Als am 9. November in Berlin die Mauer fiel, sangen in Bonn die Abgeordneten im Bundestag spontan über alle Parteigrenzen hinweg, die Nationalhymne.  Zuletzt war dies am 17. Mai 1933 der Fall. Nach der außenpolitischen Erklärung des Führers und Reichskanzlers verbanden sich die Abgeordneten der NSDAP, des Zentrums und auch der Sozialdemokratie spontan zum Gesang des “Deutschland, Deutschland über alles“. Kommunisten gehörten dem Parlament schon damals nicht mehr an, sie waren auf dem Weg in die Konzentrationslager. Die Sozialdemokraten wurden erst beim Verlassen des Reichstages von der Gestapo abgefangen.

23 Kommentare leave one →
  1. 7. September 2011 02:18

    Ich war gerade wieder im anderen Deutschland. Gleich 50 Kilometer nach der Gedenkstätte für einen ehemaligen deutsch-deutschen Grenzübergang empfing mich die Gedenkstätte eines KZ-Außenlagers, das im April 45 die meisten der Insassen mit einem Todesmarsch vernichtete. Die SS-Schergen und Lagermächtigen machten kurz vor Einmarsch der Alliierten fast alle Selbstmord, sagt die Dokumentation. – Ein paar Kilometer weiter ein UNESCO-Weltkultur-Erbe, 1300 Fachwerkhäuser, eine gesamte erhaltene vollkommene mittelalterliche Stadt. Mitsamt der Grablege des ersten deutschen Königs, des Herzogs von Sachsen, Heinrich, dem I. Eine Pfalz, eine Pfalz der Ottonen dann, und ein langlebiges Kloster für den weiblichen Hochadel.
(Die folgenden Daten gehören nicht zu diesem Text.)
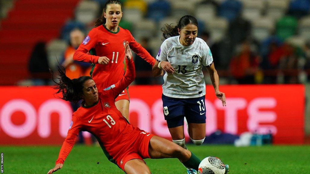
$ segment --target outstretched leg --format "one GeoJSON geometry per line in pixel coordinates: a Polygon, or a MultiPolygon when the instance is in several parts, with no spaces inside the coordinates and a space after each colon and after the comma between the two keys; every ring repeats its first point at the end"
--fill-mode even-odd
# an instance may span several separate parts
{"type": "Polygon", "coordinates": [[[186,167],[197,170],[201,161],[194,154],[172,142],[157,136],[151,139],[148,153],[152,159],[175,158],[186,167]]]}
{"type": "Polygon", "coordinates": [[[140,159],[130,160],[125,164],[124,167],[127,174],[150,174],[151,172],[144,161],[140,159]]]}
{"type": "Polygon", "coordinates": [[[115,102],[116,108],[119,111],[123,116],[127,120],[129,112],[129,101],[124,99],[120,100],[115,102]]]}

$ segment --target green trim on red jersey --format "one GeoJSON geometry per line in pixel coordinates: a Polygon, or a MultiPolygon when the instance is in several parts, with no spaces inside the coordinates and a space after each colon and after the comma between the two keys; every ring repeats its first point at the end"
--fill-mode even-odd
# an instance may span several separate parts
{"type": "Polygon", "coordinates": [[[117,27],[117,31],[116,32],[113,32],[111,31],[111,30],[109,30],[109,29],[107,28],[107,27],[105,26],[105,25],[104,25],[104,24],[103,24],[102,26],[103,26],[103,27],[104,27],[104,28],[105,28],[106,30],[108,30],[108,31],[110,33],[112,34],[117,34],[119,32],[119,27],[117,27]]]}
{"type": "MultiPolygon", "coordinates": [[[[97,55],[97,54],[96,53],[96,50],[94,48],[93,48],[89,50],[89,54],[90,54],[91,55],[93,55],[94,56],[97,55]]],[[[90,72],[89,72],[89,75],[90,75],[91,77],[92,77],[92,76],[93,72],[94,71],[94,69],[95,69],[95,66],[96,66],[96,64],[91,64],[91,70],[90,72]]]]}
{"type": "Polygon", "coordinates": [[[90,107],[91,107],[93,106],[95,106],[97,104],[98,104],[98,103],[99,102],[99,99],[98,99],[98,101],[97,101],[97,102],[94,103],[93,105],[91,106],[84,106],[84,104],[85,104],[85,103],[84,102],[84,101],[83,101],[83,102],[82,102],[82,103],[81,105],[81,106],[82,107],[84,107],[84,108],[89,108],[90,107]]]}

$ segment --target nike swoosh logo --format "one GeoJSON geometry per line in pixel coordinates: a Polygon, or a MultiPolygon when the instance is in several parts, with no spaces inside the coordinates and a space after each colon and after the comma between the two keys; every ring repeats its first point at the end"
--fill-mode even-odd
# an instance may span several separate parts
{"type": "Polygon", "coordinates": [[[90,123],[91,122],[91,120],[93,120],[93,118],[94,118],[94,117],[93,117],[93,118],[91,118],[91,120],[90,121],[88,121],[88,123],[90,123]]]}

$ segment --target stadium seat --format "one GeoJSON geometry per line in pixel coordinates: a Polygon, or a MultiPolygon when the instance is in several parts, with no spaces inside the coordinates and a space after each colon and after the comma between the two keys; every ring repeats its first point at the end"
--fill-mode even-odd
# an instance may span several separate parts
{"type": "Polygon", "coordinates": [[[210,31],[213,40],[217,42],[221,40],[227,33],[228,23],[224,18],[218,17],[209,21],[205,26],[206,29],[210,31]]]}
{"type": "Polygon", "coordinates": [[[310,16],[300,19],[298,25],[298,33],[301,37],[310,40],[310,16]]]}
{"type": "Polygon", "coordinates": [[[142,11],[138,8],[125,8],[123,11],[122,19],[133,23],[141,20],[143,18],[142,11]]]}
{"type": "Polygon", "coordinates": [[[274,28],[273,20],[268,18],[257,19],[252,24],[252,35],[260,42],[268,37],[274,28]]]}
{"type": "Polygon", "coordinates": [[[49,66],[55,70],[68,46],[68,42],[64,40],[55,39],[48,43],[46,46],[49,66]]]}
{"type": "Polygon", "coordinates": [[[132,33],[132,35],[136,39],[146,37],[152,37],[155,34],[155,30],[157,28],[155,23],[149,20],[144,19],[137,21],[135,24],[135,29],[132,33]]]}
{"type": "Polygon", "coordinates": [[[242,8],[242,4],[240,1],[237,0],[227,0],[220,5],[219,15],[225,18],[231,22],[240,15],[242,8]]]}
{"type": "Polygon", "coordinates": [[[168,16],[171,10],[170,3],[165,0],[158,0],[151,3],[148,8],[148,17],[155,22],[168,16]]]}
{"type": "Polygon", "coordinates": [[[100,6],[98,2],[92,1],[81,2],[75,9],[76,20],[84,24],[93,22],[97,18],[100,6]]]}
{"type": "Polygon", "coordinates": [[[179,19],[184,15],[193,15],[195,6],[194,4],[188,1],[184,0],[171,1],[171,16],[179,19]],[[191,5],[188,5],[189,3],[191,5]]]}
{"type": "Polygon", "coordinates": [[[69,20],[61,28],[61,38],[69,42],[70,40],[70,32],[74,28],[78,28],[83,32],[85,31],[85,26],[80,22],[69,20]]]}
{"type": "Polygon", "coordinates": [[[289,14],[299,18],[309,14],[310,11],[310,1],[308,0],[294,0],[290,3],[289,14]]]}
{"type": "Polygon", "coordinates": [[[296,33],[297,21],[292,16],[288,16],[280,19],[276,24],[276,33],[283,40],[296,33]]]}
{"type": "Polygon", "coordinates": [[[127,0],[123,4],[125,8],[138,9],[144,14],[145,14],[147,10],[147,5],[143,0],[127,0]]]}
{"type": "Polygon", "coordinates": [[[286,0],[270,0],[268,2],[266,15],[274,20],[283,16],[287,9],[286,0]]]}
{"type": "Polygon", "coordinates": [[[296,47],[303,48],[306,43],[304,38],[300,36],[293,36],[287,38],[285,42],[296,47]]]}
{"type": "Polygon", "coordinates": [[[160,46],[162,45],[162,39],[163,38],[162,35],[161,36],[158,36],[158,37],[153,38],[150,40],[150,47],[155,52],[153,53],[153,54],[151,54],[152,56],[156,56],[157,54],[158,50],[160,48],[160,46]]]}
{"type": "Polygon", "coordinates": [[[247,0],[243,1],[242,17],[245,19],[255,21],[260,16],[264,7],[264,2],[262,0],[247,0]]]}
{"type": "Polygon", "coordinates": [[[216,7],[211,4],[200,4],[195,11],[195,17],[203,21],[213,19],[216,15],[216,7]]]}

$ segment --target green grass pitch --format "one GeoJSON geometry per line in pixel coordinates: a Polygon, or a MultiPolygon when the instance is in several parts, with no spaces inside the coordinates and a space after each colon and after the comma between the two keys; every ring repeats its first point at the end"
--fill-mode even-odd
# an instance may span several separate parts
{"type": "MultiPolygon", "coordinates": [[[[201,159],[219,157],[229,165],[229,174],[310,173],[310,146],[188,146],[201,159]]],[[[45,174],[54,167],[60,146],[0,146],[4,153],[4,173],[45,174]]],[[[146,159],[153,174],[185,174],[175,159],[146,159]]],[[[108,161],[100,147],[76,145],[58,174],[124,173],[108,161]],[[97,162],[99,162],[97,164],[97,162]]]]}

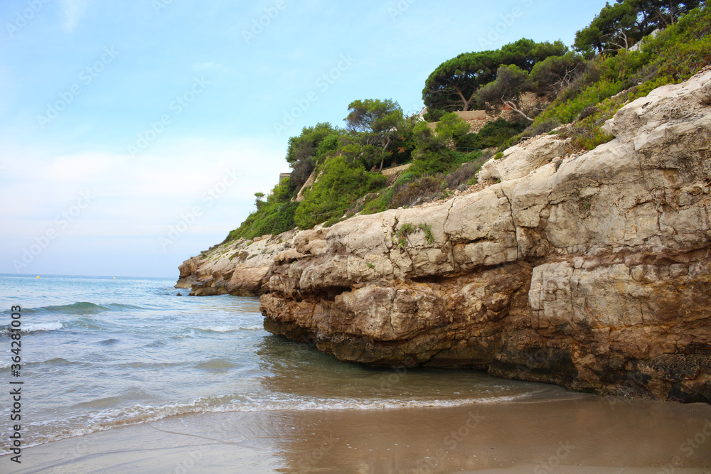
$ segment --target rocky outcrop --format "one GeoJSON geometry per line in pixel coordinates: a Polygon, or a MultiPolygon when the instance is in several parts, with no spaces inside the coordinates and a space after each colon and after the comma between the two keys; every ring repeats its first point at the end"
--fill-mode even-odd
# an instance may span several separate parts
{"type": "Polygon", "coordinates": [[[183,262],[176,288],[193,296],[232,294],[255,296],[267,291],[266,277],[274,257],[292,248],[293,231],[216,245],[183,262]]]}
{"type": "Polygon", "coordinates": [[[295,235],[255,271],[265,328],[342,360],[711,402],[710,80],[628,104],[592,151],[540,137],[479,192],[295,235]]]}

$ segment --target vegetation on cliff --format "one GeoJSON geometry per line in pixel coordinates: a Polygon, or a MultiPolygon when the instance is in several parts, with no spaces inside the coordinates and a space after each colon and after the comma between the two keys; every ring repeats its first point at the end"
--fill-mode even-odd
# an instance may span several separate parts
{"type": "Polygon", "coordinates": [[[366,99],[349,105],[343,128],[304,128],[289,141],[289,178],[266,200],[257,195],[256,210],[226,241],[446,198],[474,183],[496,149],[542,133],[570,139],[572,149],[592,149],[611,139],[602,126],[621,107],[709,64],[710,33],[704,1],[617,0],[578,31],[574,51],[560,41],[523,39],[459,55],[426,81],[423,99],[435,126],[405,117],[391,99],[366,99]],[[449,112],[504,107],[512,111],[509,119],[479,133],[449,112]],[[412,164],[399,176],[380,172],[407,163],[412,164]]]}

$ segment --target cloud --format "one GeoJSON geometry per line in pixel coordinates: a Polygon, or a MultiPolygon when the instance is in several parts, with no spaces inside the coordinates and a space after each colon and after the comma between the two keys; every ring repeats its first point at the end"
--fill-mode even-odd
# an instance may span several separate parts
{"type": "Polygon", "coordinates": [[[89,0],[62,0],[62,11],[66,17],[64,28],[67,31],[72,31],[76,27],[88,4],[89,0]]]}

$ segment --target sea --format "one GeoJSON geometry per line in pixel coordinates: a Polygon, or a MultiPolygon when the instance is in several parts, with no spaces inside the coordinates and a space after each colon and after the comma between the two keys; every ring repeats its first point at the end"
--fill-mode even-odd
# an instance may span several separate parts
{"type": "MultiPolygon", "coordinates": [[[[188,414],[457,406],[566,393],[476,371],[340,362],[264,330],[257,298],[192,297],[174,284],[0,275],[0,384],[4,393],[21,387],[23,447],[188,414]]],[[[0,403],[9,433],[10,397],[0,403]]],[[[10,452],[2,443],[0,453],[10,452]]]]}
    Geschichte – und damit haben wir zu tun! Mit alter und jüngerer, jüngster Geschichte.
    Die Mauer, der Kalte Krieg und der Systemgegensatz ist eine Zuspitzung der Geschichte der Klassenkämpfe gewesen nach dem Krieg von Faschismus versus Kommunismus. Mit Freiheit, Gleichheit, Brüderlichkeit hat die Mauer nur insofern zu tun, als daß ihre Gedenkstätte eine braune Ideologie darüber gießt, den prinzipiellen Antikommunismus, den blinden Totalitarismus. Die Mauer aber gehörte zum Versuch der Exilierten, die Ideale der Französischen Revolution Wirklichkeit für alle werden zu lassen. Das Scheitern nimmt ihr keinen Deut an Wahrheit.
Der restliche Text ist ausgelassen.